Journalists question Hezbollah officials during a field trip
Journalists question Hezbollah officials during a field trip
Loren Keller - Stanley Foundation

In the Middle East and beyond, it was the week that Arabic satellite TV network al-Jazeera began broadcasting in English. In Lebanon, it was the calm before yet another storm.

Six journalists from the Middle East and six from the United States sat down together at the American University in Beirut to look at how they cover the news and to try to understand how some of the world’s top stories look from the other side.

Co-sponsored by the Reuters Foundation and the U.S.-based Stanley Foundation, the course offered the participants a time-out to think, to question what they do and why and to swap their experiences of life as a journalist in their respective countries.

“I certainly do follow stories in the Middle East differently now,” Jim Kravets, a managing editor from California, commented after a few weeks back home. “My trust of the media (any single source of news) has eroded significantly.”

Reuters Foundation consultants Paul Iredale and Nick Phythian ran the course, which focused on news writing and news gathering, and was held for the first time in 2005.

A brief and bruising war triggered by the capture of two Israeli soldiers by Lebanon’s Hezbollah group had ended just three months before out arrival.

The 12 journalists – one Egyptian, one Iranian, two Lebanese, one Palestinian, one Syrian and six Americans – offered each other rare insights into reporting in their own countries.

Trips to Beirut’s battered southern suburbs and villages in the south where the Lebanese army and UN teams are clearing cluster bombs gave participants the chance to do some hands-on reporting.
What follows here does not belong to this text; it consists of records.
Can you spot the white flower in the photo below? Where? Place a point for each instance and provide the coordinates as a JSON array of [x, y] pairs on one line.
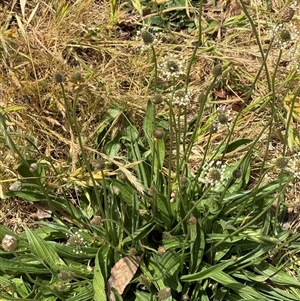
[[181, 98], [213, 174], [171, 67]]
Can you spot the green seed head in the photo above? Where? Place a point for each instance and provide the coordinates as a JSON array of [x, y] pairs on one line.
[[281, 163], [158, 133], [217, 70], [147, 37], [223, 119], [76, 77], [164, 293], [213, 128], [157, 99], [59, 78], [237, 173], [285, 35]]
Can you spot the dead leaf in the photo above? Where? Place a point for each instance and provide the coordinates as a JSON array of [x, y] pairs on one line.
[[41, 214], [121, 274]]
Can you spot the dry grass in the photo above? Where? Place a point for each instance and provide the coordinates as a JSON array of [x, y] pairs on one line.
[[78, 36]]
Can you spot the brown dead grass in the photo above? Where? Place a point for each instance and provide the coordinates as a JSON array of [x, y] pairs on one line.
[[78, 36]]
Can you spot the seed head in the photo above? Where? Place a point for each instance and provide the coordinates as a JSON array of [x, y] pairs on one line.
[[122, 177], [33, 167], [184, 181], [217, 70], [132, 251], [9, 243], [214, 175], [99, 164], [237, 174], [288, 14], [161, 250], [59, 78], [166, 235], [152, 191], [172, 66], [223, 119], [281, 163], [97, 220], [285, 35], [76, 77], [147, 37], [213, 128], [164, 293], [65, 275], [193, 220], [157, 99], [158, 133]]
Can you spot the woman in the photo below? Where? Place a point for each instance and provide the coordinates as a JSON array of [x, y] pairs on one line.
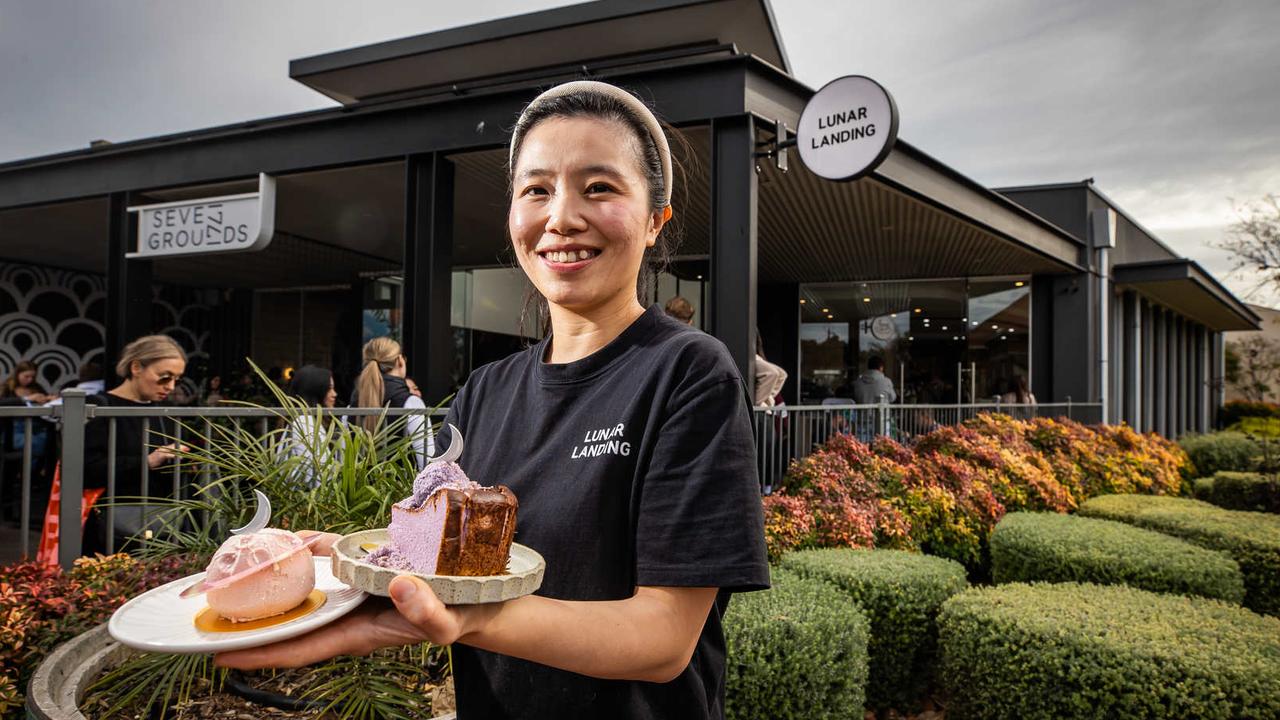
[[382, 384], [22, 383], [314, 387], [644, 542], [149, 369]]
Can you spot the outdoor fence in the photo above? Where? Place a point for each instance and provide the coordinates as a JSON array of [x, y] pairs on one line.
[[781, 434], [786, 433]]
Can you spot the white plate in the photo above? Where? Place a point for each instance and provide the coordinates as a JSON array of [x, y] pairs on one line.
[[159, 620]]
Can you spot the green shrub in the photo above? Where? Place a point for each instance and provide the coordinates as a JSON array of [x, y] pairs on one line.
[[1251, 538], [1246, 491], [1057, 548], [1202, 488], [1234, 411], [1214, 452], [900, 592], [795, 651], [1070, 650]]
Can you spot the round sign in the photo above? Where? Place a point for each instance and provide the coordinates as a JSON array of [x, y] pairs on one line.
[[883, 328], [848, 128]]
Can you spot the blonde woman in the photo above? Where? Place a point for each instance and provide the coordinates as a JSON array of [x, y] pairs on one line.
[[627, 438], [149, 370], [382, 384]]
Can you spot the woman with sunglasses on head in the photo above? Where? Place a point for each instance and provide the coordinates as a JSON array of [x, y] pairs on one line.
[[626, 437], [149, 368]]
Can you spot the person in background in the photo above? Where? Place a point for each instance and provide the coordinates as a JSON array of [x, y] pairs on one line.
[[24, 383], [873, 387], [149, 369], [1018, 392], [769, 378], [382, 384], [314, 387], [680, 309]]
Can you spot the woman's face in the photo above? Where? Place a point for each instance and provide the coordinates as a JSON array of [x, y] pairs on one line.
[[156, 381], [580, 215]]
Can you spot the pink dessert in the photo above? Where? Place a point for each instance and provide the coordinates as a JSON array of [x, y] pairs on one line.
[[273, 589], [451, 525]]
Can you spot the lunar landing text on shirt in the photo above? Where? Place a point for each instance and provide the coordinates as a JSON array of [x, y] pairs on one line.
[[604, 441]]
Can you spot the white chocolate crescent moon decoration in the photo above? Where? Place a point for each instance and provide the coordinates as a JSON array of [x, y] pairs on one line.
[[455, 450], [261, 516]]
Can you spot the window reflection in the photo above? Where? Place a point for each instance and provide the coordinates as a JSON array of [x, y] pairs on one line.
[[941, 341]]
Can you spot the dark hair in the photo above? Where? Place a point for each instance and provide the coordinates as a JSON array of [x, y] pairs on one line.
[[680, 309], [310, 384], [590, 104]]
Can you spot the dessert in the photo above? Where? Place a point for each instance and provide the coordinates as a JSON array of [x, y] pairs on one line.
[[451, 525], [287, 578]]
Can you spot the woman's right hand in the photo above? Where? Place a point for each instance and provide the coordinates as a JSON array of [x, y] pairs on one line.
[[161, 455]]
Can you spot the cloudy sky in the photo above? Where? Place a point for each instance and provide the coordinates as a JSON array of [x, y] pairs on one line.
[[1173, 106]]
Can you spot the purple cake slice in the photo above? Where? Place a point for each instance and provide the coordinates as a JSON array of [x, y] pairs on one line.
[[451, 525]]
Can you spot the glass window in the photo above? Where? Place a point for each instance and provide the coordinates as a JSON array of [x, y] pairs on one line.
[[941, 341]]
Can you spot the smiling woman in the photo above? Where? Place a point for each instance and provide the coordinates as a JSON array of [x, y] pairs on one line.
[[649, 525], [150, 368]]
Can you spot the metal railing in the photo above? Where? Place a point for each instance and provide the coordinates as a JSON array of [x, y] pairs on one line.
[[68, 422], [787, 433], [781, 436]]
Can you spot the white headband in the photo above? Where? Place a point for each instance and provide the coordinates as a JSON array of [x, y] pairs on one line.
[[631, 101]]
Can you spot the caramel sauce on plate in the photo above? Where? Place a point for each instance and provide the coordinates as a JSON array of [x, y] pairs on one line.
[[210, 621]]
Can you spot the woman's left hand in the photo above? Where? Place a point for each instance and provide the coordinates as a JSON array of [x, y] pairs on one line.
[[416, 616]]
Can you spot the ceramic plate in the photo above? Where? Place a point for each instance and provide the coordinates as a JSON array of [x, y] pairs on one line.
[[159, 620], [524, 573]]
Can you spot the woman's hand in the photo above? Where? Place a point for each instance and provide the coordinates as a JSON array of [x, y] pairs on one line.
[[417, 615], [161, 455]]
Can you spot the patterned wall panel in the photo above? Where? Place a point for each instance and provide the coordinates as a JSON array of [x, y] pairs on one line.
[[54, 318]]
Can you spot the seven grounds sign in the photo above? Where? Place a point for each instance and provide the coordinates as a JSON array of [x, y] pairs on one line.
[[848, 128], [233, 223]]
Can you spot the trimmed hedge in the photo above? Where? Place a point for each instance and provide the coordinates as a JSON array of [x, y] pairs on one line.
[[1214, 452], [1056, 548], [1251, 538], [900, 592], [1070, 650], [795, 651], [1202, 488], [1246, 491]]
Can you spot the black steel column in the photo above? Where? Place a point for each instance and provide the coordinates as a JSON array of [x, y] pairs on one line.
[[1130, 369], [1160, 361], [734, 195], [1148, 367], [428, 338], [128, 286]]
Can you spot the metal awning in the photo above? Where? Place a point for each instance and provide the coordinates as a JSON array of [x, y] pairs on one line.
[[1184, 287], [588, 36]]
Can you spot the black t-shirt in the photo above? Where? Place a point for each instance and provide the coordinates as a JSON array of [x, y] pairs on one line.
[[632, 466]]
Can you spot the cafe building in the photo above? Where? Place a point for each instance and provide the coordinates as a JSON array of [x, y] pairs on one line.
[[385, 215]]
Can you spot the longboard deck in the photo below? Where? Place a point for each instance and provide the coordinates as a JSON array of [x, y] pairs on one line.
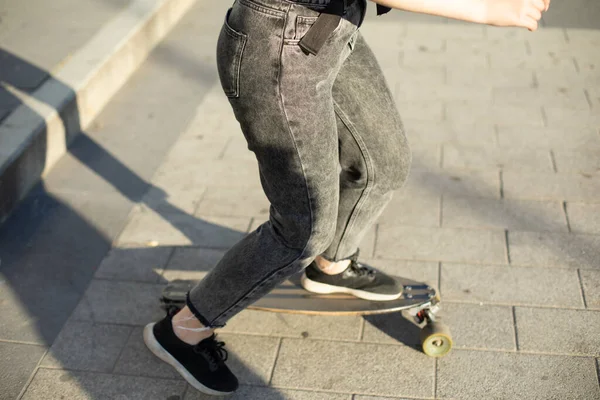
[[291, 298]]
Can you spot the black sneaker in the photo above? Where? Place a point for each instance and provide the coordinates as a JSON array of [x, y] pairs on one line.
[[201, 365], [358, 279]]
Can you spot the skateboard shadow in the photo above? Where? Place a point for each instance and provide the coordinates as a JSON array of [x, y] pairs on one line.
[[397, 326]]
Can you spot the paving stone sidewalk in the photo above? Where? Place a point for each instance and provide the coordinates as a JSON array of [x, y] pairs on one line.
[[501, 212]]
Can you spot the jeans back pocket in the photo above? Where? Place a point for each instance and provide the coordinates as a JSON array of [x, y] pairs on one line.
[[230, 48]]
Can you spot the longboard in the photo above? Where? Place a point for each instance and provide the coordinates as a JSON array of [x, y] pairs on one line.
[[419, 299]]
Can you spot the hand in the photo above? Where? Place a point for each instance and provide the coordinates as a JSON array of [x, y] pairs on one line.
[[524, 13]]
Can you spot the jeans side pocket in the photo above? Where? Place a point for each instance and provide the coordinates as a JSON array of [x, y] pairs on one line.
[[230, 48]]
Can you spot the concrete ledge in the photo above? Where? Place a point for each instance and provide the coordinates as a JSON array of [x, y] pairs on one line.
[[35, 135]]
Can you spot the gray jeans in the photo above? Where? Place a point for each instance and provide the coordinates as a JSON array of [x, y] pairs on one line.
[[327, 137]]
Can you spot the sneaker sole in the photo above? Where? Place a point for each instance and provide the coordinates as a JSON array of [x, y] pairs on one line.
[[323, 288], [164, 355]]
The Hezbollah political officer for southern Lebanon, Sheikh Hassan Ezz Eddine, was on hand in the southern suburbs to answer their questions.

Our speaker on the final day was Lebanese television presenter and talk show host Gisele Khoury, who interviews personalities on the al-Arabiya Arabic-language network and whose journalist husband was a leading member of the protest movement that grew into the political alliance that is running the country.

Samir Kassir, Gisele’s husband, was an organiser of the protests that forced Syria to pull its troops out of Lebanon after a truck bomb killed former prime minister Rafik al-Hariri in early 2005. Samir was himself killed when a bomb exploded under his car outside his home several months later.

One week after our departure, Pierre Gemayel, a cabinet minister and a member of the same political movement, died in a hail of gunfire. His family and hundreds of thousands of his supporters took to the streets. 

Leila Hatoum from Lebanon’s Daily Star newspaper told her fellow participants on the course in an email that the country they had just left was “a thin sheet of ice on top of a boiling volcano”.
 
In the United States, the Bush administration was agonising over its next move in Iraq.

Once again, the Middle East was the top story in the world.